Berlim também foi um lugar central em seu pensamento e escrita. Desde os anos 60, Nooteboom retornou repetidamente à cidade, registrando com precisão sua transformação. Suas obras sobre Berlim revelam uma profunda sensibilidade pela história urbana, pelos encontros entre culturas e pelos momentos de transição – temas que acompanham o IAI há décadas.
Nooteboom e o IAI
Durante muitos anos, Cees Nooteboom manteve uma relação estreita com o IAI, especialmente como usuário da biblioteca e como convidado literário. Um dos momentos mais marcantes foi a conferência Tras las huellas del Quijote (2005), tão concorrida que precisou ser transferida para uma sala maior. No âmbito da série 400 anos do Quixote, Nooteboom conduziu o público do IAI — em cooperação com o Instituto Cervantes de Berlim —, de forma reflexiva e narrativa, “pelos passos de Dom Quixote”. Nesta ocasião, apresentou um capítulo de O desvio para Santiago e refletiu sobre a literatura, as viagens e a atualidade dos textos clássicos.

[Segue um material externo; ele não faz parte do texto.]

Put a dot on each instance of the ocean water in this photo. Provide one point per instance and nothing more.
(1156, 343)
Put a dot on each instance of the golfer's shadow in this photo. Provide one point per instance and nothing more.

Sua novela Allerseelen também faz referência ao IAI, com uma menção sutil, mas significativa, à importância que esse espaço teve em sua vida em Berlim.
Uma obra que permanece
Cees Nooteboom deixa um legado literário impressionante: romances como Rituale e Die folgende Geschichte, coletâneas de poemas, ensaios e relatos de viagem que o consagraram como um dos autores europeus mais importantes de sua geração. Seus textos combinam leveza filosófica com uma visão atenta e curiosa do mundo, abordando temas como memória, identidade, traduções culturais e a relação entre história e presente.
Essa profundidade temática e abertura para o outro refletem também os eixos centrais do IAI: o interesse pelas interconexões transregionais, a atenção aos espaços de percepção e o valor do intercâmbio cultural.